PEELER: 400 Consecutive Football Games, And Counting
BY TIM PEELER
RALEIGH, N.C. – The last time High Point's Dewey Corn missed an NC State football game, his young neighbor, Johnny Evans, kicked an 81-yard punt that helped the Wolfpack beat Penn State, 15-14, in Beaver Stadium.
That was on Nov. 8, 1975, and he hasn't missed a play since.
The 86-year-old Corn has witnessed 209 victories, 185 defeats and five ties during the 35-year streak. He's been to 18 bowl games, including six trips to Atlanta for the Peach Bowl and a lone trip to Tucson, Ariz., for the long-defunct Copper Bowl, where he met Roy Rogers and Dale Evans.
Saturday's NC State-Clemson matchup at Carter-Finley Stadium will be Corn's 400th consecutive Wolfpack football game, a remarkable streak that spans the careers of seven head coaches, 17 All-America players and a half dozen NC State chancellors.
"I just started going and never really stopped," said Corn, who retired from his independent insurance agency in 1986. "I never really had a goal of reaching a certain number of games until I got to about 380. It was just a matter of going to games, and fortunately everything fell into place and I was able to go."
There were some near misses. His brother passed away on a Saturday during the 1991 football season, but it happened to be during an open date. In 1994, his mother-in-law passed away on an open-date Saturday as well. A couple of years ago, Corn attended two games against doctor's orders, while suffering from what he called a "mild case" of pneumonia. He nearly missed a trip to Boston College earlier this year because his wife Christine was not well.
The couple celebrated their 63rd anniversary on Monday.
Corn's history with NC State football dates back to 1946, when he was a freshman majoring in agricultural education. Corn, who spent three years in the Navy as an electronics specialist in the Pacific, had been accepted to NC State and Clemson on the G.I. Bill. He always wanted to go to State, but hedged his bets when he wasn't immediately guaranteed a room on the crowded campus.
He received a letter in the summer of 1946 that there was a room for him in Vet-ville, the west campus housing complex that was hastily built to house NC State's swelling post-war enrollment, and he jumped at the chance to move to Raleigh. In mid-September of his freshman year, he wandered over to Riddick Stadium after his Saturday afternoon class let out to see Beattie Feathers' team beat nationally powerful Duke, 13-6.
His first favorite player? Classmate Leslie "Footsie" Palmer, a punter and halfback who helped that 1946 team qualify for the 1946 Gator Bowl, the school's first post-season game.
He averaged two or three home games and a couple of road games every season from the 1940s into the 1970s, until his two daughters were out of college. He enjoyed watching players like All-America quarterback Roman Gabriel and other stars of Earle Edwards' ACC-championship teams.
He attended every game of Lou Holtz's first year in 1972 and then began his streak near the end of Holtz's tenure. From then on, going to NC State football games was the only thing Corn scheduled for Saturdays in the fall.

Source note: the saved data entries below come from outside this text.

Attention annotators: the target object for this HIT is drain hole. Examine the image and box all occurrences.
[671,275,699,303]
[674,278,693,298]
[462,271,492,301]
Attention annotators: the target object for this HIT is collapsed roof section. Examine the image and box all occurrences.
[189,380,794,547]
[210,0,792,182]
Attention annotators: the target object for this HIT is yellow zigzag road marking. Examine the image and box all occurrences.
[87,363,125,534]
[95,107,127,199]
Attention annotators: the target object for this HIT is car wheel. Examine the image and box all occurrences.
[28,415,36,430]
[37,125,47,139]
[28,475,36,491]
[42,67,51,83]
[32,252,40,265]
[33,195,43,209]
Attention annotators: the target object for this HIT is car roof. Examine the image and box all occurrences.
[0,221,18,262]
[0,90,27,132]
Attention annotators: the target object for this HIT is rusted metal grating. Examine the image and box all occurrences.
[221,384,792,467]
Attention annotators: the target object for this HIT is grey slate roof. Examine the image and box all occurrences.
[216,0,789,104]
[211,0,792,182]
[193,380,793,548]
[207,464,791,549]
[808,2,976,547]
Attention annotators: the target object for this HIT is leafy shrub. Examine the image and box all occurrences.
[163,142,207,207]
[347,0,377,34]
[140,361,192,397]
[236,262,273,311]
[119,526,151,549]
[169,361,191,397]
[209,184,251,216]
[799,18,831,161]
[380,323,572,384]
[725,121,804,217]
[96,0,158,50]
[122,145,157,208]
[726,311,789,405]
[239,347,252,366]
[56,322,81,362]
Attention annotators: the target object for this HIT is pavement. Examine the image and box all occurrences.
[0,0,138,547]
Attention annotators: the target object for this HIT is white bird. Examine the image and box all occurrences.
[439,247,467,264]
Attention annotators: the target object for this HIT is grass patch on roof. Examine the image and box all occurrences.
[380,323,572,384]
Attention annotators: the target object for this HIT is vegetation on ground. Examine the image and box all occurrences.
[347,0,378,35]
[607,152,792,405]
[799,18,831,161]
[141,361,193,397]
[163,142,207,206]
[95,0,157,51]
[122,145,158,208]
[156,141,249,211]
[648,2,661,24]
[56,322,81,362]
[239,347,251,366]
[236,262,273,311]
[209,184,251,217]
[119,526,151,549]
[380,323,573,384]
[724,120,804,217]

"Not every Saturday," Corn quickly reminds a visitor. "There were a few open dates in there and some Thursday games."
There is no doubt, however, that Corn is one of the Wolfpack's most devoted fans.
"What Dewey Corn has done is remarkable," said Wolfpack Club executive director Bobby Purcell. "I don't know that there are very many people in the history of college football that have accomplished what he has.
"Dewey's loyalty and support of NC State football is exemplary."
Corn has also been a big supporter of Wolfpack basketball and baseball over the years. He attends as many regular-season games as he can get to and the ACC tournaments in both sports. He has twice attended the Final Four, but not when NC State was playing. He won the NCAA's ticket lottery to attend the 1992 championship in Minneapolis and the 1993 championship in New Orleans.
Corn, a Wolfpack Club member for 49 years, never had any trouble getting tickets to NC State road games, and he never had any travel problems getting there. It didn't hurt, of course, that one of his daughters once worked for United Airlines and could get him discounted tickets.
There are obviously games that are etched in his memory: the 1986 South Carolina game, when Erik Kramer hit Danny Peebles after time had expired, the 1979 Penn State game when the Nittany Lions kicked a 56-yard field goal to win in the final seconds, the 2002 Gator Bowl win over Notre Dame.
He also has fond memories of players, like his High Point hometown heroes Evans and Ted Brown, who remains the ACC's all-time leading rusher. He enjoyed watching Philip Rivers' record-setting career and he's impressed with Russell Wilson.
"You tend to remember the more recent players," Corn said. "You also tend to remember the players who carry or throw the ball, and people who don't know the game any better than I do overlook the good play of the linemen.
"We have had so many good players that it is hard to single out one or two that are head and shoulders above the others."
Corn doesn't know how long his streak will stretch on. It will depend on his health and his wife's health. But he hasn't regretted a single moment he's spent so far in following his alma mater.
"It's been a good way to spend most of my retirement," Corn said.